Property Cooling Measure Sep 2022

30 Sept 2022
Measures to Promote Sustainable Conditions in the Property Market by Ensuring Prudent Borrowing and Moderating Demand

1. Increase in TDSR and MSR calculation by 0.5 percentage point

  • There will be an increase of 0.5% point in the interest rate floor used to calculate the Total Debt Servicing Ratio (TDSR) and the mortgage servicing ratio (MSR).
  • An interest rate floor of 3% has been implemented for determining the eligible loan amount for loans granted by HDB.
    +0.5% for TDSR, MSR


2. HDB LTV Limit Reduced to 80%

  • Loan-to-Value (LTV) limit for HDB housing loans will reduce from 85% to 80%.
  • The lower LTV limit will apply to new flat applications for sales exercises launched and complete resale applications which are received by HDB on or after 30 September 2022
  • The revised LTV limit does not apply to loans granted by private financial institutions, for which the LTV limit remains at 75%

Why these cooling measures?

Due to a substantial increase in market interest rates, there is a growing likelihood of further increases in the future. And as such these measures aim to regulate the amount of money that can be borrowed for property purchases, ensuring that borrowers do not overextend themselves financially. By setting stricter limits on loan quantum, the government intends to protect home buyers from potential difficulties that may arise as a result of uncertain economic conditions and the anticipated rise in interest rates.

It is essential for property buyers and owners to carefully evaluate their financial circumstances and take into account the potential impact of rising interest rates on their borrowing costs.

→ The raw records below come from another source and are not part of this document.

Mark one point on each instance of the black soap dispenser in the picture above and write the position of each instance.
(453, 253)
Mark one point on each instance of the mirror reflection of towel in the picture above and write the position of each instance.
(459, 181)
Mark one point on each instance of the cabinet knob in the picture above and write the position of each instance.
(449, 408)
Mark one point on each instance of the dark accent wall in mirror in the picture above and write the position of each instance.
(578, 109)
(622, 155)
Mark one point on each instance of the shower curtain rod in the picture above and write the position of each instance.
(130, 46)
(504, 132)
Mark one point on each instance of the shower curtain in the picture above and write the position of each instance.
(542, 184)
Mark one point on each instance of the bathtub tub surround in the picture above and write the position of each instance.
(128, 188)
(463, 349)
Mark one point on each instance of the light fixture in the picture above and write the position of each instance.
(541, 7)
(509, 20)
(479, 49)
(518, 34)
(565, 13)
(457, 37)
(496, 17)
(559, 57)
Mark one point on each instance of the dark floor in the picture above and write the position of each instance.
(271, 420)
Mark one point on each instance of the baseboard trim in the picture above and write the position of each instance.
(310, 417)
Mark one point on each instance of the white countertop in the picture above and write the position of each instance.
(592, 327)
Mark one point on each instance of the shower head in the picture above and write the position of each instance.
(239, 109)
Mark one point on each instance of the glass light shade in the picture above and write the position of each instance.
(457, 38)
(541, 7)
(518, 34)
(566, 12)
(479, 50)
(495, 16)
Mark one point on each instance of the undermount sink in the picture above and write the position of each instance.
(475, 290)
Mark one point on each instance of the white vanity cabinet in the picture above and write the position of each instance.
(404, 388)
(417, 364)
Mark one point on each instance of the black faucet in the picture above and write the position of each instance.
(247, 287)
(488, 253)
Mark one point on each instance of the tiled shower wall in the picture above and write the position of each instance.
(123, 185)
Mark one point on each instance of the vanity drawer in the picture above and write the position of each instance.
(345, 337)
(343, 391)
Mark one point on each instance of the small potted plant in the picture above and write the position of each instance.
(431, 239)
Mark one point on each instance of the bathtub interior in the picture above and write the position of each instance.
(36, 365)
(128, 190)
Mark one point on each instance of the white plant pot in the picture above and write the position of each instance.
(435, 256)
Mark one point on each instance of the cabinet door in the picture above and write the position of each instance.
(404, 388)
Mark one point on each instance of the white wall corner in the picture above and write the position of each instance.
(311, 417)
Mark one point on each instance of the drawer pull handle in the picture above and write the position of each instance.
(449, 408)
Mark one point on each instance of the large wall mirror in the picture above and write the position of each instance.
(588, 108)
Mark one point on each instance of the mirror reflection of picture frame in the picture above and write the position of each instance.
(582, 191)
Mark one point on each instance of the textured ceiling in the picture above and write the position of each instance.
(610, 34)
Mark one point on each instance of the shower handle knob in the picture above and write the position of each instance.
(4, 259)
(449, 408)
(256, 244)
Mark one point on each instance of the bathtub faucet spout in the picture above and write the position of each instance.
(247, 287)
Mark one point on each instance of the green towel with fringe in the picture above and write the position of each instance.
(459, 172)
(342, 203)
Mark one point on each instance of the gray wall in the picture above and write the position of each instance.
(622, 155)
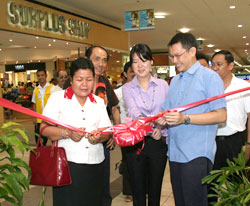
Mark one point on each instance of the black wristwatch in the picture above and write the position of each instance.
(187, 120)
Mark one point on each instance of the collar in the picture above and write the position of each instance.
(135, 82)
(46, 85)
(192, 69)
(68, 94)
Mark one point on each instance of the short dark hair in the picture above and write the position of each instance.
(57, 73)
(187, 40)
(81, 63)
(126, 67)
(41, 70)
(228, 55)
(90, 50)
(142, 50)
(202, 56)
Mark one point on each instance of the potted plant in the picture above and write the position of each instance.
(12, 177)
(230, 184)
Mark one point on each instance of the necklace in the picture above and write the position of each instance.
(149, 110)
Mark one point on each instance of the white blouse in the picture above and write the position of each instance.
(92, 115)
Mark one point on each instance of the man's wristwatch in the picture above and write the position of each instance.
(187, 120)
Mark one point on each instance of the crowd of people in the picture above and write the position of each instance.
(195, 141)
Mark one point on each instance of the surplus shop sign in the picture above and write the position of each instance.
(31, 18)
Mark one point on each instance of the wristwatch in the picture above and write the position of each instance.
(187, 120)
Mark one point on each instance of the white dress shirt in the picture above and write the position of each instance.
(41, 93)
(91, 116)
(238, 105)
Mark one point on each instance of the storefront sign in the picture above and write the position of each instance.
(139, 20)
(32, 18)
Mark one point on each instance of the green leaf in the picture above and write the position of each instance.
(3, 192)
(8, 124)
(11, 152)
(22, 133)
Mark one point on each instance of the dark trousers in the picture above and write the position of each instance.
(186, 181)
(150, 163)
(37, 131)
(86, 188)
(228, 147)
(126, 182)
(106, 175)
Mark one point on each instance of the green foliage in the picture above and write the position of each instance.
(230, 184)
(12, 179)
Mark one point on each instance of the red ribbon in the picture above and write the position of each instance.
(127, 134)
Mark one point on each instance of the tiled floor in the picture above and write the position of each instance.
(33, 196)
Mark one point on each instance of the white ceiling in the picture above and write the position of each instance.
(208, 19)
(212, 20)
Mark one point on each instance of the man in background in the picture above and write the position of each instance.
(231, 135)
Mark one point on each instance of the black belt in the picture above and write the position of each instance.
(230, 136)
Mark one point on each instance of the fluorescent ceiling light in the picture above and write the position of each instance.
(160, 15)
(184, 30)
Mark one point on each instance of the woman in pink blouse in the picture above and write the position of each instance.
(143, 97)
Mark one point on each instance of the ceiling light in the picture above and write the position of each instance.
(160, 15)
(184, 30)
(210, 45)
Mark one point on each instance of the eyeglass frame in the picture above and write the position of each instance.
(218, 64)
(171, 57)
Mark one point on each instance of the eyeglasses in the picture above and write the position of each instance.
(63, 77)
(177, 56)
(218, 64)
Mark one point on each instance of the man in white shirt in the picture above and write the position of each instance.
(232, 134)
(40, 97)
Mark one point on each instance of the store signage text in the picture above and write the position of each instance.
(29, 17)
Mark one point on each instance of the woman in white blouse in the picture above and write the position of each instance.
(78, 107)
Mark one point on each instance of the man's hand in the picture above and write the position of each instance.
(156, 134)
(110, 143)
(174, 118)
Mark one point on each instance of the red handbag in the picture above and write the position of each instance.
(49, 165)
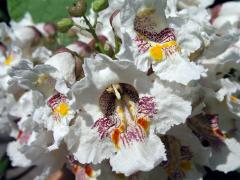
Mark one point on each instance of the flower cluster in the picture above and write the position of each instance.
(150, 90)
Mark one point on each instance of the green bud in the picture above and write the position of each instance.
(64, 24)
(99, 5)
(108, 49)
(78, 9)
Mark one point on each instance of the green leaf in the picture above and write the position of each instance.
(64, 39)
(41, 10)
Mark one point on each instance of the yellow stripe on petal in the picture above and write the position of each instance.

Engaging with financial institutions and seeking professional advice will be crucial to navigating these changes effectively.

If you are unsure of the entire resale process, do read: HDB resale payment timeline: How to plan your cashflow 

3. 15-Month Wait-out Period for Private Home Owners Buying HDB Flats

  • Private residential property owners (PPOs) and former PPOs will need to wait for a duration of 15 months before they can purchase a non-subsidized HDB resale flat.
  • The wait-out period will not apply to seniors aged 55 and above who are moving from their private property to a 4-room or smaller resale flat.
  • HDB may grant exceptions on a case-by-case basis for those facing genuine housing needs or extenuating circumstances, regardless of their age.
  • This new measure will take effect from 30 September 2022. It is a temporary measure which will be reviewed in future depending on overall market conditions and housing demand.

Why this cooling measure?

Very simple- the government wants to maintain affordable housing options, particularly for first-time home buyers. This measure aims to moderate demand and prevent private property owners, who generally have greater financial means, from outbidding other potential buyers.

Before 30 Sept 2022– PPOs and ex-PPOs are currently allowed to buy a non-subsidised HDB resale flat on the open market, with the requirement that they dispose of their private properties within six months of the HDB flat purchase.



The recent round of cooling measures, aims to address signs of overheating in both the HDB resale and private home markets. By reviewing and adapting measures in response to market dynamics, the government aims to maintain a stable and sustainable property market that aligns with economic fundamentals.

Possible overflow of demand into the rental market

The measures are likely to make it challenging for potential home buyers to obtain loans or afford properties. As a result, individuals who are unable to meet the stricter criteria or afford the higher costs of purchasing a property may shift their focus towards the rental market. This increase in demand for rental properties can lead to a surge in rental prices and a decrease in rental vacancy rates. Landlords and property investors may benefit from this shift in demand, capitalizing on the growing number of tenants seeking rental accommodations.

Expecting the market to cool down as a result of these measures

The increase in interest rate floors for Total Debt Servicing Ratio (TDSR) and Mortgage Servicing Ratio (MSR) calculations, along with the reduction in the Housing Development Board (HDB) loan-to-value (LTV) limit, will limit the amount of money borrowers can access for property purchases.

These measures aim to prevent over-borrowing and speculative activities, ensuring a more sustainable and stable property market. As a result, potential buyers may be deterred from entering the market or may need more time to accumulate sufficient funds for a purchase. This decrease in demand for properties can lead to a stabilization or even a decrease in property prices. Overall, the cooling measures aim to create a balanced and sustainable property market in the long run.